Is it possible to solve this problem:
A prince wish to marry a princess. There are 3 princesses, one is young, one is a little older and one is old. The prince is able to tell the princesses apart. One of the princesses always tells the truth, one never tells the truth and one sometimes tells the truth and sometimes not.
The prince only wish to marry a princess whom he can trust. Therefore it must be the princess that always tells the truth or the princess that never tells the truth (he can just negate her answers for the rest of their marriage).
Before he chooses the princess he wish to marry, he can ask one and only one princess a single question. She must only answer the question by yes or no.
Which question must he ask to be sure he marries one of the right princesses?
Edit: I was not expecting the question "who is more truthful", so consider this change of rules. Suppose we remove the "random princess", and instead insert an "evil princess". The evil princess can choose her strategy for answering, after she has seen which princess we are asking. So asking "Who is more truthful", does not make sense anymore, since the evil princess could choose to answer correct to every question.
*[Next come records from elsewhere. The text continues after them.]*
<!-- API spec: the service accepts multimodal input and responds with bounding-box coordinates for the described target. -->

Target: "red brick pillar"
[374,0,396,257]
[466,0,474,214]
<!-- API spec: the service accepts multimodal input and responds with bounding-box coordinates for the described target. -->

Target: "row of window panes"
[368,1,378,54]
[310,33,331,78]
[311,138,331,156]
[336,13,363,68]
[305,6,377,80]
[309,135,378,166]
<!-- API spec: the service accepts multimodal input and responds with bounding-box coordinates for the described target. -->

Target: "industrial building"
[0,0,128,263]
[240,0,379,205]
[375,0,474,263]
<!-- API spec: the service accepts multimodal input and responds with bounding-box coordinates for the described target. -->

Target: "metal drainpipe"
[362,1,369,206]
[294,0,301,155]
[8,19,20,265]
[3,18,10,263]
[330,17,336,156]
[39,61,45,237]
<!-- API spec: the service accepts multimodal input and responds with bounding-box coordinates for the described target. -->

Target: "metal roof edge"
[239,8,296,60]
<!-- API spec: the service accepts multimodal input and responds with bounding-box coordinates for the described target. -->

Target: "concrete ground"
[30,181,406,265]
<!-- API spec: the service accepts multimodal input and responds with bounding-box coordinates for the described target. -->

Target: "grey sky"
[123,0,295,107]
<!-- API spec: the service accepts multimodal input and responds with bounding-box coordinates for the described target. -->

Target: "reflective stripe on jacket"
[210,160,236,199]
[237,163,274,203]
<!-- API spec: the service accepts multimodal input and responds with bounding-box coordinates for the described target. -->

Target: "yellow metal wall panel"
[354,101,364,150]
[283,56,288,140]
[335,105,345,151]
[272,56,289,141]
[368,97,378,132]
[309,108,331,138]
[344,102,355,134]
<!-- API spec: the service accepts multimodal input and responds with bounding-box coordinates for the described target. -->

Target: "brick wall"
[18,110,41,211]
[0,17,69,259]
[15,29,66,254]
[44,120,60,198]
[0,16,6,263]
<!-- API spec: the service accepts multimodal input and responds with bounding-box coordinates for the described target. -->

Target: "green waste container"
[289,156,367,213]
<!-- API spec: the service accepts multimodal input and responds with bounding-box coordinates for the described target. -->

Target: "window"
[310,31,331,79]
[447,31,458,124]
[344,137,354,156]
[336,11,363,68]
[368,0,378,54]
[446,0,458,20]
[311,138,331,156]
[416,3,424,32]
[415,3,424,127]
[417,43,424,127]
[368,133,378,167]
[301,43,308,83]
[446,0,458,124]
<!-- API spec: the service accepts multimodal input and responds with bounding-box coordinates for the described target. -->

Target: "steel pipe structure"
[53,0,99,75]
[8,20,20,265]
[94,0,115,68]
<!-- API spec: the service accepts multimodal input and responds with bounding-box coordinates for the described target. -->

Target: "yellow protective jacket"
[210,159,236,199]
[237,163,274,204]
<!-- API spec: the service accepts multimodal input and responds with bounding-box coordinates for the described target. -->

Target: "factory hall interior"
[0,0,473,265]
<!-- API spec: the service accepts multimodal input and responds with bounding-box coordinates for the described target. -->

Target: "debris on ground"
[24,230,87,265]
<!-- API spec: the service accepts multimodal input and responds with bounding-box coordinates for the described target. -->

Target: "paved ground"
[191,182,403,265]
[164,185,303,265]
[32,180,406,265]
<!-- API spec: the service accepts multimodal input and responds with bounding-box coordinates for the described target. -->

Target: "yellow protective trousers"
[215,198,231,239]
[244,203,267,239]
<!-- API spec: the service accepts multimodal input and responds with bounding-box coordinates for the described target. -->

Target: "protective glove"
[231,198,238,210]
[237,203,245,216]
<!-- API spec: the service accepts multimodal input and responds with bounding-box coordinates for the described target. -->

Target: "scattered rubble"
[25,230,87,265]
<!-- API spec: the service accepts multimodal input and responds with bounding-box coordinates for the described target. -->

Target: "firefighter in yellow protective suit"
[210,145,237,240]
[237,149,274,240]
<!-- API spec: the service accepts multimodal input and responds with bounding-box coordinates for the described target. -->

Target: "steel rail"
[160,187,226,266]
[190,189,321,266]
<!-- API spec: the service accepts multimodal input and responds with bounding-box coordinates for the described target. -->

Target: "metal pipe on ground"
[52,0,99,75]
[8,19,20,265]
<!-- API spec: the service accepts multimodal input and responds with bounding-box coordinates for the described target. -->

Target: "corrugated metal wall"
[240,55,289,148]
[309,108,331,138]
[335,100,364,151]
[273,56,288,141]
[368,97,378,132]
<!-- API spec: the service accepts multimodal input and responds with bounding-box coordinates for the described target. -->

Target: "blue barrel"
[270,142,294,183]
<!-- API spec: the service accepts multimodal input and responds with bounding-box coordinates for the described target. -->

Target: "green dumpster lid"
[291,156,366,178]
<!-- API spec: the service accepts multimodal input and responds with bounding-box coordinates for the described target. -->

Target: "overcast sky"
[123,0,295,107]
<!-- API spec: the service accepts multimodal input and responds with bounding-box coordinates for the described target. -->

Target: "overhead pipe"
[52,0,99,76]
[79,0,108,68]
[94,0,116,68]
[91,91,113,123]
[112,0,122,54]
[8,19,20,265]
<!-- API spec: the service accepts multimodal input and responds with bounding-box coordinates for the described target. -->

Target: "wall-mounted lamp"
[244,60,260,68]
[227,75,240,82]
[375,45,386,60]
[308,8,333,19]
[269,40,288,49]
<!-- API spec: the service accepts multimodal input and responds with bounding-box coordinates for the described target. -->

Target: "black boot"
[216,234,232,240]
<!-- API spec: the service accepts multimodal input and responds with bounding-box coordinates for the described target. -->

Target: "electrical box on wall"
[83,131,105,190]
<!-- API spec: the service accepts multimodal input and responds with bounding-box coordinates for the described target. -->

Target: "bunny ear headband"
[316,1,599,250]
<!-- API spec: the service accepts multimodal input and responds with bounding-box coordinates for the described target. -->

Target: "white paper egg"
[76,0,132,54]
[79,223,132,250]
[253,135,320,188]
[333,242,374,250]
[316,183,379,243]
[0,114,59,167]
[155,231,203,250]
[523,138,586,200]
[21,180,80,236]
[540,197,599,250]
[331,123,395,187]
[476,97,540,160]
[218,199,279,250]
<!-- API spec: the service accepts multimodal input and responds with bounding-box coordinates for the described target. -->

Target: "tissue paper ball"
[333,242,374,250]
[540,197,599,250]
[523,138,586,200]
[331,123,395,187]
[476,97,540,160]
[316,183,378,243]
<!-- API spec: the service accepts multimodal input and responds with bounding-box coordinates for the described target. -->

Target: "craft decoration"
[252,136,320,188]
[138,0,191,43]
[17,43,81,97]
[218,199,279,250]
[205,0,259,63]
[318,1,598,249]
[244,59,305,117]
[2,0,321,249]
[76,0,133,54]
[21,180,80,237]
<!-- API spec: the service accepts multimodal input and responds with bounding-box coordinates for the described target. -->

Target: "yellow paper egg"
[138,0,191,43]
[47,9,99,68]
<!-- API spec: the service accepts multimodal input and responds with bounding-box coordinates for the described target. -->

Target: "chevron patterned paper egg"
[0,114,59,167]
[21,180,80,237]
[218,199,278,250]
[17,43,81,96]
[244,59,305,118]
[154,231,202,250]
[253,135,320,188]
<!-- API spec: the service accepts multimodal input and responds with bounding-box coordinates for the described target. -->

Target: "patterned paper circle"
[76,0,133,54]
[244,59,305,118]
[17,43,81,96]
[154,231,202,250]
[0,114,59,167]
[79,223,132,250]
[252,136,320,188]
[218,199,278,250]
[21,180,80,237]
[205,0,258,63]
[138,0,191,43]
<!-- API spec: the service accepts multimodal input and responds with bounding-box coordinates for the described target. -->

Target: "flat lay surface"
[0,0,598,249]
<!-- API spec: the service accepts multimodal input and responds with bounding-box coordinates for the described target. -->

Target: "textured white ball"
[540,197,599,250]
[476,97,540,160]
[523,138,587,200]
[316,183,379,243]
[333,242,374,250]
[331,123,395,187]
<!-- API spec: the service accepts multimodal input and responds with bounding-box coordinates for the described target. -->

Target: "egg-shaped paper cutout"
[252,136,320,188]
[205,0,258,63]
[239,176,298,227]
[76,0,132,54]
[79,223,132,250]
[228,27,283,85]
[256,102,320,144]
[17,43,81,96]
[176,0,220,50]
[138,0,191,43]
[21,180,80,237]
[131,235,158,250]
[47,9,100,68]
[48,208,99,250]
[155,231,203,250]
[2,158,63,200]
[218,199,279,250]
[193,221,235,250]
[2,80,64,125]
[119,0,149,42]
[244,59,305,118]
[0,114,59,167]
Ask the middle one if the youngest is more truthful than the eldest. If the answer is "no" then marry the youngest, otherwise marry the eldest.
That way, if the middle one is the liar, he is guaranteed to marry the most truthful of the remaining two, which is the 100% truthful princess. If the middle one is the truthful one, then he is guaranteed to marry the least truthful of the remaining two, who is the habitual liar. If the middle one sometimes tells the truth and sometimes lies then it doesn't matter which of the other two he marries (for the purposes of this riddle...).
This is just the answer I gave in the comment above, removing the mistake pointed out by Theo Buehler (and the implicit ageism in assuming the prince would rather marry one of the younger two).